Energy plays traded mostly up, with Japan's Inpex erasing early losses to close up 0.49 percent, Japan Petroleum down 3.60 percent and Santos retracing early losses to close up 0.31 percent. Woodside Petroleum traded up 0.59 percent.

In Thailand, shares of hypermarket operator Big C Supercenter were up 9.25 percent after France's Casino Group agreed to sell its majority stake in the company to TCC Group.

Major U.S. indexes also finished Friday down, with the Dow Jones industrial average losing 211.75 points, or 1.29 percent, to close at 16,204.8. The S&P 500 ended 35.40 points, or 1.85 percent, lower at 1,880.05 and the Nasdaq composite shed 146.41 points, or 3.25 percent, to end at 4,363.14.

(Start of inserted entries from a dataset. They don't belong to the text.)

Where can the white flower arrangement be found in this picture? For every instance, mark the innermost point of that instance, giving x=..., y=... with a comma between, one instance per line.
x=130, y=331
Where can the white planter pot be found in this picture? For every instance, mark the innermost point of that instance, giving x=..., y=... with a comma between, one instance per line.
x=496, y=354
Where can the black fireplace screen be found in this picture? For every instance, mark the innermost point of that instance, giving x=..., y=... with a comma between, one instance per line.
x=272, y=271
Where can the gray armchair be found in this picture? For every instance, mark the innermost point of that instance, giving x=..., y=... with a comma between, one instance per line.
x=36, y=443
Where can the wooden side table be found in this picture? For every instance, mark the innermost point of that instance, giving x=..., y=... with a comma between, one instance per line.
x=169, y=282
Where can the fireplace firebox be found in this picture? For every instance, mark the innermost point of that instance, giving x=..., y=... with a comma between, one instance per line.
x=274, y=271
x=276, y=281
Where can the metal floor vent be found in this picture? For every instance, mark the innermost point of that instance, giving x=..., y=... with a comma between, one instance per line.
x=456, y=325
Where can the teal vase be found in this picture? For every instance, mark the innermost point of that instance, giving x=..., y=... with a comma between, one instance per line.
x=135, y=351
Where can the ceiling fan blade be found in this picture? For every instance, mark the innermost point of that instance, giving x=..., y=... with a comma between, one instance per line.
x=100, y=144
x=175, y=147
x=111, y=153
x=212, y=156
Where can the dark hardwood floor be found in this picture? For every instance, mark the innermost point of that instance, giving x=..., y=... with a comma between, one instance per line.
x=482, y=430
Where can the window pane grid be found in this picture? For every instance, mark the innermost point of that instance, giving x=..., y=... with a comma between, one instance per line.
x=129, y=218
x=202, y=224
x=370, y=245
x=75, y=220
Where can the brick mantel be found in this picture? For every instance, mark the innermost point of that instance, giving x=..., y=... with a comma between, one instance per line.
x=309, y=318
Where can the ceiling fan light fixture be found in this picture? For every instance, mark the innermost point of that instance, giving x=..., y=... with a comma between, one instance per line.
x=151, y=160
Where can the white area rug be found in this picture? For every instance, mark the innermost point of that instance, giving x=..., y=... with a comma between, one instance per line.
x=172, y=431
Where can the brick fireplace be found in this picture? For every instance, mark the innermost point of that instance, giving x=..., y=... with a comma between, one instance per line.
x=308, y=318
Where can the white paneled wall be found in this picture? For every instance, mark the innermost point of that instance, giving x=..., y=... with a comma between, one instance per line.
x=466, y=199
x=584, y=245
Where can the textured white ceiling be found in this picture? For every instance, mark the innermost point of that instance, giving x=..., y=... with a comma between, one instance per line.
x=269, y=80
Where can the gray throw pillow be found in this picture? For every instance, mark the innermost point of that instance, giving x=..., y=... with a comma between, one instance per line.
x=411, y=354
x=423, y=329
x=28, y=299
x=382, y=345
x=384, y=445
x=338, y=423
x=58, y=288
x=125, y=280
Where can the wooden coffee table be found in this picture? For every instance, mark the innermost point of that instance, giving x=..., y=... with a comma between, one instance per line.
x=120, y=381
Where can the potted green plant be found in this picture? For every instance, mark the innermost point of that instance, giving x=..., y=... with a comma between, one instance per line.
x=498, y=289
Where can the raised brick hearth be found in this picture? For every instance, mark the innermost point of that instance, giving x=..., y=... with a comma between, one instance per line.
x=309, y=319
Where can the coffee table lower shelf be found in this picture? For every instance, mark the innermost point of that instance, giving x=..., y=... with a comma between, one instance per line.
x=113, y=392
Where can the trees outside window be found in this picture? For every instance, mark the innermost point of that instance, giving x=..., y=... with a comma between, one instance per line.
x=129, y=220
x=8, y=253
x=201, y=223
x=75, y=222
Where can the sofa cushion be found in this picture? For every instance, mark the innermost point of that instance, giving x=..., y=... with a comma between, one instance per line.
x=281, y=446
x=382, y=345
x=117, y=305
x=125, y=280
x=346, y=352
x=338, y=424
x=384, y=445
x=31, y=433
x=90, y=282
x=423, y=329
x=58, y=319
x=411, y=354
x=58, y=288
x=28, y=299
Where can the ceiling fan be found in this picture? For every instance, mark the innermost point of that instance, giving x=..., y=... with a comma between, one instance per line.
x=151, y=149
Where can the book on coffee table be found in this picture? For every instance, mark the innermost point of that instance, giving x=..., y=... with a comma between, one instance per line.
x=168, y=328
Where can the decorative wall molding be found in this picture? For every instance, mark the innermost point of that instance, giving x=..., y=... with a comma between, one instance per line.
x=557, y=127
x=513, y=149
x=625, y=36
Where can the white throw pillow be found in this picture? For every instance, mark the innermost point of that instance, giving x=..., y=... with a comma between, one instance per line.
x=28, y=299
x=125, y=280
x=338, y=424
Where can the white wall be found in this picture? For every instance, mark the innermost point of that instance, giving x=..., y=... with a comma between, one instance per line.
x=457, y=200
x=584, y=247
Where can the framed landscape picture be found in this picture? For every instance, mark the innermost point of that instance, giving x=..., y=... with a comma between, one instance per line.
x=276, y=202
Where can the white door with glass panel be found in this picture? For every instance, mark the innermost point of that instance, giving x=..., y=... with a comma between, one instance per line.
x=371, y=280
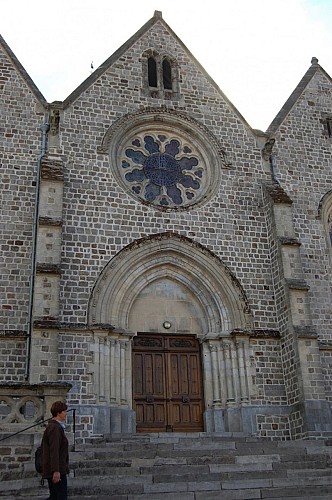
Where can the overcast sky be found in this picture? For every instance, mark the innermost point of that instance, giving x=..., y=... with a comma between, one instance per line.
x=257, y=51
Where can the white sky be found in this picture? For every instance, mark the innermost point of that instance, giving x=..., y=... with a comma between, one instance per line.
x=257, y=51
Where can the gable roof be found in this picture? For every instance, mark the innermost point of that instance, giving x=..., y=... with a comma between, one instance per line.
x=118, y=53
x=22, y=72
x=296, y=94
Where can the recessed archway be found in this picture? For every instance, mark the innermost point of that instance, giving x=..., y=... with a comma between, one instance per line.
x=176, y=265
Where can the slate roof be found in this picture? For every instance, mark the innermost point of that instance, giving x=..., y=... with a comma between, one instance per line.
x=296, y=94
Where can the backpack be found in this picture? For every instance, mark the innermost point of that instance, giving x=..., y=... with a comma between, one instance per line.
x=38, y=460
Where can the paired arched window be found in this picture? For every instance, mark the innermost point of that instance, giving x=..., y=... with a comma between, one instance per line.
x=325, y=211
x=167, y=75
x=152, y=72
x=161, y=73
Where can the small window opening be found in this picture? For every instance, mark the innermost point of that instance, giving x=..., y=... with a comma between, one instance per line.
x=152, y=72
x=167, y=75
x=329, y=126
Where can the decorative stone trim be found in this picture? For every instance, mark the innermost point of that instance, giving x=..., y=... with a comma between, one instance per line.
x=52, y=169
x=170, y=255
x=48, y=221
x=306, y=332
x=295, y=284
x=289, y=241
x=48, y=268
x=278, y=194
x=257, y=333
x=13, y=333
x=325, y=345
x=24, y=403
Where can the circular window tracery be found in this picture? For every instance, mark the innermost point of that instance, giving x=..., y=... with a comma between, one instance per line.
x=164, y=159
x=162, y=169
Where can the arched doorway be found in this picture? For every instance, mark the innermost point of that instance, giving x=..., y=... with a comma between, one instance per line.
x=168, y=287
x=167, y=383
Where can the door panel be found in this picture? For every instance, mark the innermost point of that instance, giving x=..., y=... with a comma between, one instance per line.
x=167, y=383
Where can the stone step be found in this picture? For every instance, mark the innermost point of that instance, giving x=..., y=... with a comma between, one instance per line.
x=180, y=467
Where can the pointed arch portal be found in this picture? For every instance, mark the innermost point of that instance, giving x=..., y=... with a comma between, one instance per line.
x=165, y=288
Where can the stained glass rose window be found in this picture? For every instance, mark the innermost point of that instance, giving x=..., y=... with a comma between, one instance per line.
x=163, y=169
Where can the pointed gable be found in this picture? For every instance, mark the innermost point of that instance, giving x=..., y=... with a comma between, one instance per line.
x=156, y=29
x=315, y=75
x=10, y=68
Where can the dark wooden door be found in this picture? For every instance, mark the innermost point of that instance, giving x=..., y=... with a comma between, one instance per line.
x=167, y=383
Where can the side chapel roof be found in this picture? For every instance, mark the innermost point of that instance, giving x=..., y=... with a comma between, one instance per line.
x=296, y=94
x=22, y=72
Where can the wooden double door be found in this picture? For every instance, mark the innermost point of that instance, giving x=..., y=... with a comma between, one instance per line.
x=167, y=383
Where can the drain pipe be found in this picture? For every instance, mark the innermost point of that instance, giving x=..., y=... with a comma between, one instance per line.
x=44, y=129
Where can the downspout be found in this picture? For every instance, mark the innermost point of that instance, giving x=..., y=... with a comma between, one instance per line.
x=44, y=129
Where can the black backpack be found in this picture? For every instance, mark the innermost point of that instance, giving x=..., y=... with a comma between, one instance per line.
x=38, y=463
x=38, y=460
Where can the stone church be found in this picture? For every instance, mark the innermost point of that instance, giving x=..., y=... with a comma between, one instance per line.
x=164, y=266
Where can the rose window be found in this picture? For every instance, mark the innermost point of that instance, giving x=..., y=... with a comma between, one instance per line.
x=163, y=169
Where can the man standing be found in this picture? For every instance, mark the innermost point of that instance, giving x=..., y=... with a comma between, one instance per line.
x=55, y=453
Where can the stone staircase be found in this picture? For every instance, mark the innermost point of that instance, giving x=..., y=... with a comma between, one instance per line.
x=198, y=466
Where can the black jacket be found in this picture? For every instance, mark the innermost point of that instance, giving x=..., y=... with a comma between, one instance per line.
x=54, y=450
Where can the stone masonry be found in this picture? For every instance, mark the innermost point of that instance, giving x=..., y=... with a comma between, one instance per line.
x=145, y=202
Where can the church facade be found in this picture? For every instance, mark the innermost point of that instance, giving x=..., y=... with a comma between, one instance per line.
x=164, y=266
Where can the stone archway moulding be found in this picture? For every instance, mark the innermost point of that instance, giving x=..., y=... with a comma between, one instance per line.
x=180, y=259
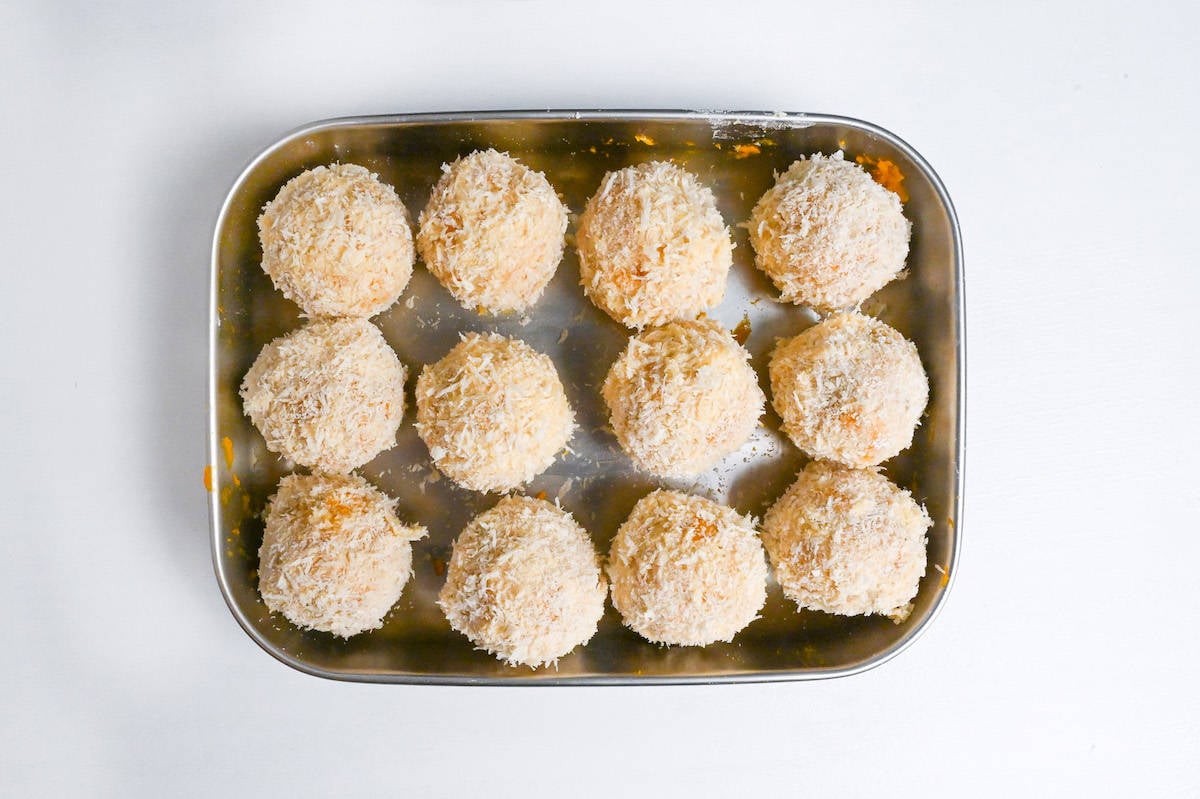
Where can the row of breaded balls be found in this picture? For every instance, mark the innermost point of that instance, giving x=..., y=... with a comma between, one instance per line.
x=525, y=581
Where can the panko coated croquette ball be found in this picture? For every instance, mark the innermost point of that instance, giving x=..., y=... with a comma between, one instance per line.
x=336, y=241
x=687, y=570
x=334, y=556
x=682, y=396
x=330, y=395
x=653, y=247
x=525, y=583
x=850, y=389
x=492, y=232
x=492, y=413
x=847, y=541
x=827, y=234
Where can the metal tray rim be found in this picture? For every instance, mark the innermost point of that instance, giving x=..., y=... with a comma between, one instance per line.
x=790, y=119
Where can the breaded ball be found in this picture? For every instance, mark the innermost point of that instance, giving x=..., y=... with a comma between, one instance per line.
x=334, y=557
x=653, y=246
x=850, y=389
x=336, y=241
x=492, y=413
x=525, y=583
x=329, y=395
x=827, y=234
x=847, y=541
x=682, y=396
x=687, y=570
x=492, y=232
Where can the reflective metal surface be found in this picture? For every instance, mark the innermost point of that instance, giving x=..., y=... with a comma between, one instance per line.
x=736, y=154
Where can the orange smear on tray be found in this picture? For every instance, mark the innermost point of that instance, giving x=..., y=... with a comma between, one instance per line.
x=886, y=173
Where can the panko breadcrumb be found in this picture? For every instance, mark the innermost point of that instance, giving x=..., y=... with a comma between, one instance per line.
x=827, y=234
x=687, y=570
x=492, y=413
x=653, y=247
x=682, y=396
x=850, y=389
x=492, y=232
x=330, y=395
x=334, y=557
x=525, y=583
x=847, y=541
x=336, y=241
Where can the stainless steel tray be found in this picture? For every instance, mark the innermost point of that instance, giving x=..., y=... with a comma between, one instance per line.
x=733, y=152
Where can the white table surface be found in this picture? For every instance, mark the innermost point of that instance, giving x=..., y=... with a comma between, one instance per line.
x=1065, y=660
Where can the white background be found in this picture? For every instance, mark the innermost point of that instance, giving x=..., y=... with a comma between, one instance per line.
x=1063, y=664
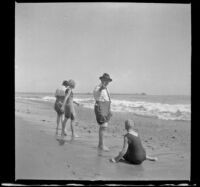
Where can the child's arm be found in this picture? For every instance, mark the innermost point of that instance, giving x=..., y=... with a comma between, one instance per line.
x=123, y=151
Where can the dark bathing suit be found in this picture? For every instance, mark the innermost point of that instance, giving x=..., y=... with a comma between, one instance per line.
x=69, y=107
x=58, y=104
x=135, y=153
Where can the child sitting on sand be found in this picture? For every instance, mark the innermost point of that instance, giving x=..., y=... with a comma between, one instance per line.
x=132, y=151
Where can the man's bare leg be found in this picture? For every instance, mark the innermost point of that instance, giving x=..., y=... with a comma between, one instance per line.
x=101, y=145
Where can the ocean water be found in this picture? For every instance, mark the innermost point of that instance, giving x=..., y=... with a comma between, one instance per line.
x=166, y=107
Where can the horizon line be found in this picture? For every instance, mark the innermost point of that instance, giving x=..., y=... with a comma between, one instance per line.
x=114, y=93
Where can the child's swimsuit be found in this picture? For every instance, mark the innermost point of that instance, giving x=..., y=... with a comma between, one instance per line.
x=135, y=153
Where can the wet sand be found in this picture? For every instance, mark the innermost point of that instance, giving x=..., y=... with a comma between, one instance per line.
x=39, y=155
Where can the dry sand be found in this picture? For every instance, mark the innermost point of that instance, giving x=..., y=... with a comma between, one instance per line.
x=40, y=156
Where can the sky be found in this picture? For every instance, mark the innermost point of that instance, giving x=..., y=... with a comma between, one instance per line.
x=144, y=47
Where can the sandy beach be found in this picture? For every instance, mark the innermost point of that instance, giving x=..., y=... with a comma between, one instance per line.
x=40, y=156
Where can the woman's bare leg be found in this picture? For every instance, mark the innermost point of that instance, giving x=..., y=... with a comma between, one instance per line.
x=63, y=127
x=58, y=121
x=74, y=135
x=151, y=158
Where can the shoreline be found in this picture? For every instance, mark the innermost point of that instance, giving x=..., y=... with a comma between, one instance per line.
x=37, y=148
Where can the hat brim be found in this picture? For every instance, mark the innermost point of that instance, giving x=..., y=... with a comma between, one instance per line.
x=103, y=78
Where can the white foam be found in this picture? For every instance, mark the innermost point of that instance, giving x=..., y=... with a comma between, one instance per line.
x=152, y=109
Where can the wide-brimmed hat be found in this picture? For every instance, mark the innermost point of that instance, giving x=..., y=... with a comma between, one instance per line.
x=105, y=76
x=65, y=83
x=71, y=83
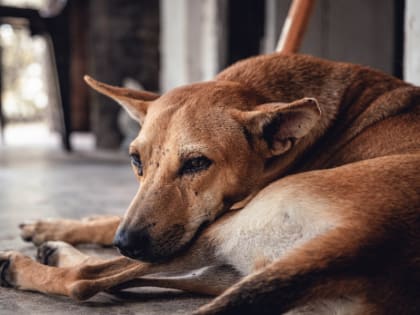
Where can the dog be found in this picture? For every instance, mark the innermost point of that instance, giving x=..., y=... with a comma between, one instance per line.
x=288, y=184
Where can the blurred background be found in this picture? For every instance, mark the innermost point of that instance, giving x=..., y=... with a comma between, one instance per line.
x=46, y=46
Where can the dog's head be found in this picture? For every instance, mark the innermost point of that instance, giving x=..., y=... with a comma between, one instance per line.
x=201, y=148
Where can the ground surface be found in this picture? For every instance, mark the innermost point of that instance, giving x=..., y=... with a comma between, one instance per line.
x=38, y=183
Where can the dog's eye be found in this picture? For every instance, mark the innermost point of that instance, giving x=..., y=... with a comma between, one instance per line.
x=195, y=165
x=136, y=161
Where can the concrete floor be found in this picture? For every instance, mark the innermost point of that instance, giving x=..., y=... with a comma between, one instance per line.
x=40, y=183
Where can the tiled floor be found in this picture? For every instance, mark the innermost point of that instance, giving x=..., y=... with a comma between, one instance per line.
x=38, y=183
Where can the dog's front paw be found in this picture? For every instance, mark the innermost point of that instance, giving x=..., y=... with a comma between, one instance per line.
x=7, y=269
x=59, y=254
x=48, y=253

Statistics released on Friday showed the U.S. economy created 151,000 jobs in January, below the market expectation of 190,000 and compared with 292,000 jobs reported in December. The unemployment rate fell to 4.9 percent.

"Wage growth was much stronger than expected and conditions strengthened," said Lucas. "This led to a very sharp reversal in U.S. dollar trade, triggering all sorts of mayhem in currencyland."

The dollar index, on which the dollar is weighted against a basket of currencies, was at 97.143 during Asian trading hours, up from around 96.96 on Thursday and 97.03 on Friday.

On the data front, India is set to release fourth quarter 2015 gross domestic product (GDP) numbers on Monday. Analysts estimate a 7.3 percent expansion in the December quarter.

Moody's Analytics wrote in a note last Friday, "Though the growth rate appears high, we believe India is still operating under a negative output gap. Potential GDP is likely around 10 percent."